Notice that there's no space after the equal sign.

You can also use $() which allows nesting and is readable.

Solution 2

I think the $() syntax is easier to read...

variable=$(ps -ef | grep "port 10 -" | grep -v "grep port 10 -"| awk '{printf "%s", $12}')

But the real issue is probably that $12 should not be qouted with ""

Edited since the question was changed, This returns valid data, but it is not clear what the expected output of ps -ef is and what is expected in variable.

Solution 3

as noted earlier, setting bash variables does not allow whitespace between the variable name on the LHS, and the variable value on the RHS, of the '=' sign.

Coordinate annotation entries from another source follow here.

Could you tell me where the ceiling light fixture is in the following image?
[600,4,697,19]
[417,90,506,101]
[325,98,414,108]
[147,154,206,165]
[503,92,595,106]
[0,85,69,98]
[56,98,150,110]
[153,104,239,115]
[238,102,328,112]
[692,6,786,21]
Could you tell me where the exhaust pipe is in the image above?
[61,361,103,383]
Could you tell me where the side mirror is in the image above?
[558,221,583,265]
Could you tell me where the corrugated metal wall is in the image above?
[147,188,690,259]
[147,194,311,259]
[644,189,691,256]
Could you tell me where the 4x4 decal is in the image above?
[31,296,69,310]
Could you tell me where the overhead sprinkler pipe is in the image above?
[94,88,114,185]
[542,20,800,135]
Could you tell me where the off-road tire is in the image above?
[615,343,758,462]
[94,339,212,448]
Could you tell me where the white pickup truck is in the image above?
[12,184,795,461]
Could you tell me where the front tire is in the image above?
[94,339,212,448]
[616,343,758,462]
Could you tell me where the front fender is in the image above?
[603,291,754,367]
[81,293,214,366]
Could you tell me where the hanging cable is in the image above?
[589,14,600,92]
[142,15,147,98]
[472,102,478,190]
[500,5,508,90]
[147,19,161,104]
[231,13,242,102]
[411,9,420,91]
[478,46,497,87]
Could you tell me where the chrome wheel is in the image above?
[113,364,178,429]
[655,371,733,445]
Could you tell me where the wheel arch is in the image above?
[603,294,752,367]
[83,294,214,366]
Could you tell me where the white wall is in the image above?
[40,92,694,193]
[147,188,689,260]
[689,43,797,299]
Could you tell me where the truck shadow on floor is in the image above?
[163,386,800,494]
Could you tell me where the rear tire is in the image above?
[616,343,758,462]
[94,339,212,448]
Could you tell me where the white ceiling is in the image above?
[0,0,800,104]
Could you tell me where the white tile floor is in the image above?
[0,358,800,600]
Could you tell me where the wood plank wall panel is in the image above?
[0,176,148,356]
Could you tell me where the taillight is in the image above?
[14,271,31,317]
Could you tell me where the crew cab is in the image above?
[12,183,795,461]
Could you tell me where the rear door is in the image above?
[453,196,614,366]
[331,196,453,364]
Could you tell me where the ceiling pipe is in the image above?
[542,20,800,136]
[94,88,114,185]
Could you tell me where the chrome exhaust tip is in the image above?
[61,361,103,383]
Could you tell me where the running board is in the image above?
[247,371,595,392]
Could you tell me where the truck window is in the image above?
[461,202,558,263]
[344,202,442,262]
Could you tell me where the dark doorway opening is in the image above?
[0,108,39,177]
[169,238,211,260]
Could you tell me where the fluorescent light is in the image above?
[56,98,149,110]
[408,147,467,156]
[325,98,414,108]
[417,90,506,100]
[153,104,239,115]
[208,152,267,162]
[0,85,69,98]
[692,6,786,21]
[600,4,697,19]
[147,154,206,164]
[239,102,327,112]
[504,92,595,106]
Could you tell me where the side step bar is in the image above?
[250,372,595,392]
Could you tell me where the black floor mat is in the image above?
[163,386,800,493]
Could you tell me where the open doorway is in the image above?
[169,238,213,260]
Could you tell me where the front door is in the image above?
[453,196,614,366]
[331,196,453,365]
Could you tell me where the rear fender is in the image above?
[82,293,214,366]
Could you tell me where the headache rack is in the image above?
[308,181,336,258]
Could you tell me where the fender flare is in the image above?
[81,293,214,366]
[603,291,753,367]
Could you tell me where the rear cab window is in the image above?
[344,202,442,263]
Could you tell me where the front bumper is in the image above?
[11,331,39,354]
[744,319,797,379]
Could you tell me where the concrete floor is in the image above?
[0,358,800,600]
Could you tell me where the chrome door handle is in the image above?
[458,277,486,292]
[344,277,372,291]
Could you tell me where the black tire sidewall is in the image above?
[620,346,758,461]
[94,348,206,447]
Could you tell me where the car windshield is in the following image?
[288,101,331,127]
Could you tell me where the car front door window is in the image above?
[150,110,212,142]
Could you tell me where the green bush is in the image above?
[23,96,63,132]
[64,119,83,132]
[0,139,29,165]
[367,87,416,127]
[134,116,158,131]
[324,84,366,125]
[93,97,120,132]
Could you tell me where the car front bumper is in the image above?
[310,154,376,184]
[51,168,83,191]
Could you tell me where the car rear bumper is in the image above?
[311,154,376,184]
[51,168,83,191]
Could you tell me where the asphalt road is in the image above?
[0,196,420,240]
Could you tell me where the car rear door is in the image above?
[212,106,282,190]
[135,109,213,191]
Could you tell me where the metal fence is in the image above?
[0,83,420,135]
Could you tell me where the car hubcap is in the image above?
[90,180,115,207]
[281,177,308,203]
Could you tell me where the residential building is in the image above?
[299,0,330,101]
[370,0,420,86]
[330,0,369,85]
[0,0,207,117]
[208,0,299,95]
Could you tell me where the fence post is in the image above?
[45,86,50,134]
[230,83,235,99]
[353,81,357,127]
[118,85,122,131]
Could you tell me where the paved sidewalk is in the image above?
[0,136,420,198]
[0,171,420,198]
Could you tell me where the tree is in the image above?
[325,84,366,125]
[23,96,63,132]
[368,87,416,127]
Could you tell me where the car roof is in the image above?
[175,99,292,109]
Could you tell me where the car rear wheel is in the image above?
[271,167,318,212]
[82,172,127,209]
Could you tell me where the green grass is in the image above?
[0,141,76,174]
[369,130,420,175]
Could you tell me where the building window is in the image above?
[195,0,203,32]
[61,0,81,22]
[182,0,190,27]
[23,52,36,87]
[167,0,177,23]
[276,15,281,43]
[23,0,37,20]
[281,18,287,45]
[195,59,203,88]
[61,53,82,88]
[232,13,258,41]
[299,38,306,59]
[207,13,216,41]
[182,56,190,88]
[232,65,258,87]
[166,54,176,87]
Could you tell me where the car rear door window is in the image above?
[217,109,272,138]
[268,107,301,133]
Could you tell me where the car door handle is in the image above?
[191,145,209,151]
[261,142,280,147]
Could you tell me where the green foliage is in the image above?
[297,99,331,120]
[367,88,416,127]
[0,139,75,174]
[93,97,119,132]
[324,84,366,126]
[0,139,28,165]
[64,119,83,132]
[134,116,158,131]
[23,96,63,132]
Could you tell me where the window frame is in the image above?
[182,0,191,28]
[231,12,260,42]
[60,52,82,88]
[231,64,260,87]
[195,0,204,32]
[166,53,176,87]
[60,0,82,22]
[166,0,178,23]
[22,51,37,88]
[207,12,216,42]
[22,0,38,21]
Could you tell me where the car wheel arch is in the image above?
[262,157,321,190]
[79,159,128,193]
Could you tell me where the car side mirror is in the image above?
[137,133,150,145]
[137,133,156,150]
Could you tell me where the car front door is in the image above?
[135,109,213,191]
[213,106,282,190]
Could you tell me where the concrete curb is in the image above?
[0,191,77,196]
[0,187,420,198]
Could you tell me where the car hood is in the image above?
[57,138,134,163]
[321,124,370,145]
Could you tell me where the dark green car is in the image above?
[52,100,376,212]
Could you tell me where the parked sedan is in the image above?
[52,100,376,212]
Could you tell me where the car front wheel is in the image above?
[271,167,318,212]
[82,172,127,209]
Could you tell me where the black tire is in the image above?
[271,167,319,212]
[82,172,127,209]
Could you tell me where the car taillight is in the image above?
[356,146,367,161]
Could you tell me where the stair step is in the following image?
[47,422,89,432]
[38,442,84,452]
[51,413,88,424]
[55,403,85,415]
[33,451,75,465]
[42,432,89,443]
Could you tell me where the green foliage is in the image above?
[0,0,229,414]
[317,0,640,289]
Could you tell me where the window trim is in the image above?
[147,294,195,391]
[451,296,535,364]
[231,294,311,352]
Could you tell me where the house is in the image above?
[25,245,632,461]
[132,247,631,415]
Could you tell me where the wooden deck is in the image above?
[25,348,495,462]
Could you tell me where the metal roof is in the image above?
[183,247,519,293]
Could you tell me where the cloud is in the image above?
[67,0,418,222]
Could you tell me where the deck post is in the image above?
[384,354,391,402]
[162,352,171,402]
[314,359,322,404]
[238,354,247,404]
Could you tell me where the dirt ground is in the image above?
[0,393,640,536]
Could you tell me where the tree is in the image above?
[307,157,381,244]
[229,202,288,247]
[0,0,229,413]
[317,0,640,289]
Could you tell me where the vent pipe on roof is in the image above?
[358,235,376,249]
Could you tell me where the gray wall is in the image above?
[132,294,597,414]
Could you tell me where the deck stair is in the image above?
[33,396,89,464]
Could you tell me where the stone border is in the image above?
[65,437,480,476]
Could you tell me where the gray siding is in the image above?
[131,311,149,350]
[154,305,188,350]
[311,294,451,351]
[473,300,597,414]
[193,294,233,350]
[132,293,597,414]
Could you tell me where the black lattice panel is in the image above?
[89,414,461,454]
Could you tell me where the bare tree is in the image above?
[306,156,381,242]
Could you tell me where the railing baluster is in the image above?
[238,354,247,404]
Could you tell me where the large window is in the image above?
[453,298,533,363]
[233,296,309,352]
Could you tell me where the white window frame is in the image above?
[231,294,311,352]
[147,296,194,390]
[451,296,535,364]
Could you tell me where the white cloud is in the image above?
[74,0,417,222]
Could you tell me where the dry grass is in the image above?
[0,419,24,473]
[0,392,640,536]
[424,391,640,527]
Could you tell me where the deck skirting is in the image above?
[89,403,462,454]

awk can do everything and avoid the "awk"ward extra 'grep'. The use of awk's printf is to not add an unnecessary "\n" in the string which would give perl-ish matcher programs conniptions. The variable/parameter expansion for your case in bash doesn't have that issue, so either of these work:

variable=$(ps -ef | awk '/port 10 \-/ {print $12}')
variable=`ps -ef | awk '/port 10 \-/ {print $12}'`

The '-' int the awk record matching pattern removes the need to remove awk itself from the search results.